GradientVariant This is a value from the ChartGradientVariantEnum enumeration, which specifies which direction the gradient will be displayed. For example: lighter to darker, from the inside to the outside, etc.
GradientPreset This is a value from the ChartPresetGradientTypeEnum enumeration, which specifies the gradient preset palette.

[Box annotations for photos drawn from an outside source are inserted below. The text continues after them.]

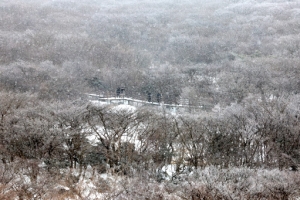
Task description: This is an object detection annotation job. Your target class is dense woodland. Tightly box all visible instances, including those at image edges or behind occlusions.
[0,0,300,200]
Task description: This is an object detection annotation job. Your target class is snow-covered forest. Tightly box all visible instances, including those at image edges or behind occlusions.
[0,0,300,200]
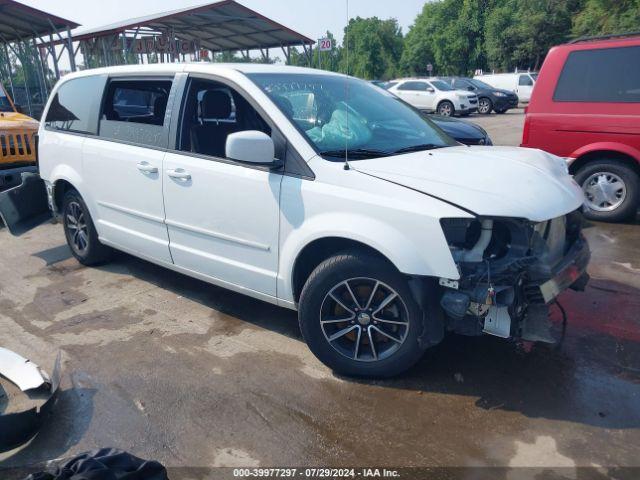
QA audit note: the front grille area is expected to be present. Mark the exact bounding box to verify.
[0,131,36,163]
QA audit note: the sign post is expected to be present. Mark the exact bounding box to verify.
[318,38,333,70]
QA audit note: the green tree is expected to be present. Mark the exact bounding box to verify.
[572,0,640,37]
[401,0,490,75]
[485,0,580,70]
[339,17,403,80]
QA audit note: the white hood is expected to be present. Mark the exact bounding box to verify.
[351,146,584,222]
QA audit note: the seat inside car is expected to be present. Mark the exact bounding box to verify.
[190,90,237,157]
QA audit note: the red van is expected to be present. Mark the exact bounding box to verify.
[522,33,640,222]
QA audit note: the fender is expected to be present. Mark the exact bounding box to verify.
[569,142,640,163]
[44,163,97,218]
[278,212,459,302]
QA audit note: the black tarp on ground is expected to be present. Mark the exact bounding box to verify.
[25,448,168,480]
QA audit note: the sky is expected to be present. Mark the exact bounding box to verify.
[19,0,426,45]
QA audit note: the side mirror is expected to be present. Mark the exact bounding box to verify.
[225,130,278,167]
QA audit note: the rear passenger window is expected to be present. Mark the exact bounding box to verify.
[553,47,640,103]
[44,76,104,134]
[177,78,272,158]
[100,79,173,148]
[518,75,533,87]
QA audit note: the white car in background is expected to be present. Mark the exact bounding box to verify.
[387,78,478,117]
[473,72,538,103]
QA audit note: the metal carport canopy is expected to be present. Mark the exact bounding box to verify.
[0,0,80,43]
[72,0,315,51]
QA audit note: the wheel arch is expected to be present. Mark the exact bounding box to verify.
[45,165,86,213]
[436,98,456,113]
[569,143,640,176]
[291,237,397,303]
[277,212,464,306]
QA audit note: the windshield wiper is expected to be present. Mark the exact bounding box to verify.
[320,148,391,160]
[392,143,445,155]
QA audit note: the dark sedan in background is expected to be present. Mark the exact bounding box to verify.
[438,77,518,115]
[427,115,493,145]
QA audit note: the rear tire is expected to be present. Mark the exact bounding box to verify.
[575,159,640,222]
[478,97,493,115]
[436,100,456,117]
[62,190,112,266]
[299,251,425,378]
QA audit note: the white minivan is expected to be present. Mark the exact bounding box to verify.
[0,63,590,377]
[385,78,478,117]
[473,72,538,103]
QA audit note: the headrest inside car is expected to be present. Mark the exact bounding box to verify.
[200,90,231,119]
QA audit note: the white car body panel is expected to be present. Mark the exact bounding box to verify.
[82,137,171,262]
[164,152,282,296]
[35,63,583,308]
[355,146,584,222]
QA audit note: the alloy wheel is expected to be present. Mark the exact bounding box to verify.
[438,103,453,117]
[478,98,491,115]
[320,278,409,362]
[582,172,627,212]
[65,202,89,256]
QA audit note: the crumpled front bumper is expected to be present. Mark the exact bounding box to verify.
[539,236,591,304]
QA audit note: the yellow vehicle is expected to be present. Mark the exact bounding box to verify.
[0,85,39,191]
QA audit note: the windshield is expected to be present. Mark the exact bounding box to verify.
[248,73,456,161]
[431,80,455,92]
[469,78,495,90]
[0,85,13,112]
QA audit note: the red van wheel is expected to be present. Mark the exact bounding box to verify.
[575,159,640,222]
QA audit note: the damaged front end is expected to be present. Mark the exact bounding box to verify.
[440,211,591,343]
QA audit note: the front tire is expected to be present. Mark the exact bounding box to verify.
[436,100,456,117]
[299,251,424,378]
[575,159,640,222]
[62,190,111,266]
[478,97,493,115]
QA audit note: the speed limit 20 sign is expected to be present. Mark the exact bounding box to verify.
[318,38,333,52]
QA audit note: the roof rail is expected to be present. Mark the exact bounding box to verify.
[569,32,640,44]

There are several of preset gradients in the ChartPresetGradientTypeEnum enumeration, and a little experimentation will yield the best results.

Using 3-D Area Charts

For one last sample, I'd like to show you what gradients can do for your 3-D area charts. To do so, we first need to make a couple of small changes the VBScript that will create the chart:

Option Explicit

' Declare the variables.
Dim objLogQuery, strSQL
Dim objInputW3CFormat, objOutputChartFormat

' Create the Log Parser objects.
Set objLogQuery = WScript.CreateObject("MSUtil.LogQuery")
Set objInputW3CFormat = WScript.CreateObject("MSUtil.LogQuery.W3CInputFormat")
Set objOutputChartFormat = WScript.CreateObject("MSUtil.LogQuery.ChartOutputFormat")

' Define the SQL query.
strSQL = "SELECT Date, COUNT(*) AS Hits " & _
" INTO _Part2.gif " & _
" FROM *.log " & _
" GROUP BY Date " & _
" ORDER BY Date"

' Specify the chart options.
objOutputChartFormat.groupSize = "1024x768"
objOutputChartFormat.fileType = "GIF"
objOutputChartFormat.chartType = "Area3D"
objOutputChartFormat.categories = "ON"
objOutputChartFormat.values = "ON"
objOutputChartFormat.legend = "OFF"
objOutputChartFormat.config = "Part2.js"

' Execute the SQL statement to create the chart.
objLogQuery.ExecuteBatch strSQL, objInputW3CFormat, objOutputChartFormat

Next, we need to update the JavaScript for the chart configuration script to work with the new VBScript; for the most part, I'm just updating font sizes and chart colors:

// Set the title above the chart.
chart.HasTitle = true;
chart.Title.Caption = "Hits by Day"

// Clear the caption for the chart series.
chart.SeriesCollection(0).Caption = "";

// Set the border style for the chart.
chartSpace.Border.Color = "#000000";
chartSpace.Border.Weight = 2;

// Change the background color for the plot area.
chart.PlotArea.Interior.Color = "#FFFFCC";

// Specify the chart gradient styles.
chart.SeriesCollection(0).Interior.SetTwoColorGradient(
chartSpace.Constants.chGradientHorizontal,
chartSpace.Constants.chGradientVariantEnd,
"#00CCFF",
"#FFFFFF");

// Set the font size for the chart values.
chart.SeriesCollection(0).DataLabelsCollection(0).Font.Size = 7;

// Get the start and end dates from the X axis.
var startDate = chart.Axes(0).CategoryLabels.Item(0).Caption;
var endDate = chart.Axes(0).CategoryLabels.Item(chart.Axes(0).CategoryLabels.ItemCount-1).Caption;

// Set the caption below the chart.
chartSpace.HasChartSpaceTitle = true;
chartSpace.ChartSpaceTitle.Caption =
"This chart shows the hits by day from "
+ startDate + " to " + endDate + ".";
chartSpace.ChartSpaceTitle.Font.Size = 10;
chartSpace.ChartSpaceTitle.Position = chartSpace.Constants.chTitlePositionBottom;

// Set the style and caption for the Y axis.
chart.Axes(0).Font.Size = 10;
chart.Axes(0).HasTitle = true;
chart.Axes(0).Title.Caption = "Dates";
chart.Axes(0).Title.Font.Size = 11;

// Set the style and caption for the X axis.
chart.Axes(1).Font.Size = 9;
chart.Axes(1).HasTitle = true;
chart.Axes(1).Title.Caption = "Hits";
chart.Axes(1).Title.Font.Size = 11;

When you run the VBScript, this will create the following chart:

Summary

In this blog post, I've written a lot of code samples in order to show you four different ways to set gradients for your Log Parser area charts. In future posts, I'll show you how to do some more cool things with some other types of charts.